Cardinal Antonio María Rouco Varela, who is also the president of the episcopal conference of Spain, said Monday that the proposal that would publicly denounce the Pope “has hurt all Spanish Catholics.”

The proposed censure responds to the comments the Holy Father made during a press conference March 17 on the plane en route to Cameroon. He said that condoms are not the solution for AIDS.

Deputies Gaspar Llamazares of the party United Left and Joan Herrera of the party Initiative for Catalonia Greens introduced the proposal last week. It would express “consternation and rejection” for the comments.

The proposal will be debated later this month or in June in the Commission of International Cooperation for Development.

The Spanish Socialist Workers’ Party and the People’s Party have both said they would not support the bill as the Congress of Deputies is not the place to publicly denounce a head of state.

Cardinal Carlos Amigo Vallejo, the archbishop of Sevilla, responded to the proposal saying it was part of the “new inquisition” that is “fundamentally secular, agnostic and bad-humored,” reported the Spanish news service Religión Digital.

“It’s formed by all the fundamentalists driven to find, with or without reason, the weak point and the faulty side of the Church,” he added.

Manipulation

Cardinal Luis Martínez Sistach, the archbishop of Barcelona, also criticized the proposal in a press statement published Sunday. The cardinal lamented “that they have taken out of context the comments of the Holy Father and have manipulated the position of Benedict XVI as one that is against the defense of life and the promotion of health.”

The cardinal expressed his “deep adhesion and communion with the Holy Father” and asked that the “Christian people accompany [the Pope] in the exercise of his ministry as the Successor of Peter at the service of the entire Church.”

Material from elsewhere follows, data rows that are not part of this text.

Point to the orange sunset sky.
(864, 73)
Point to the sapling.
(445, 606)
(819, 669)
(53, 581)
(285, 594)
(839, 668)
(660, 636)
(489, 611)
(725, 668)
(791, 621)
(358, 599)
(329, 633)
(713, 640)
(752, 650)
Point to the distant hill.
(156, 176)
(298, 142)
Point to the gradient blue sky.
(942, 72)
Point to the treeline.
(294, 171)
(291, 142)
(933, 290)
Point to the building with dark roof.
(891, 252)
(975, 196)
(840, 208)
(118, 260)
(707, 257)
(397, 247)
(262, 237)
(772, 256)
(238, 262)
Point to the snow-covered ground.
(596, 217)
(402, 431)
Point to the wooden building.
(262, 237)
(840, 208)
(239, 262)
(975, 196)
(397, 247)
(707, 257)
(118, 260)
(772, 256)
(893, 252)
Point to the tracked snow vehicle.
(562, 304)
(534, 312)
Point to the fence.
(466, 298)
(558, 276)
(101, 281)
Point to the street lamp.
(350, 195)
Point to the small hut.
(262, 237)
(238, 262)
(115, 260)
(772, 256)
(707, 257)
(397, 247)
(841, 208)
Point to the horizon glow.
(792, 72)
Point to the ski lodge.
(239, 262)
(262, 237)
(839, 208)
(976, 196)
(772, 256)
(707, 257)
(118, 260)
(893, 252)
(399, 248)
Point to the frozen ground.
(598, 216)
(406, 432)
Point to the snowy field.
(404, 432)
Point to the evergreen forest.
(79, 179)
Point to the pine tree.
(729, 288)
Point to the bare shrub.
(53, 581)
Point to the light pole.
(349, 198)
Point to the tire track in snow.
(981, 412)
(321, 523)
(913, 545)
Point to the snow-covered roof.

Cardinal Antonio Cañizares Llovera, the prefect of the Congregation for Divine Worship and the Sacraments and apostolic administer for the Archdiocese of Toledo, published a statement from Rome in which he asked the faithful of Toledo to offer all the Masses this past weekend for Benedict XVI.

He rejected the proposal as an “attack and a disgrace against a man of God, a good and just man, the utmost defender of humanity, of its dignity and fundamental rights, promoter like few others of the culture of peace and a civilization of love.”

The cardinal said the proposal constitutes “an offense against Spain itself, which is always close to the Pope, [and] loved by him.”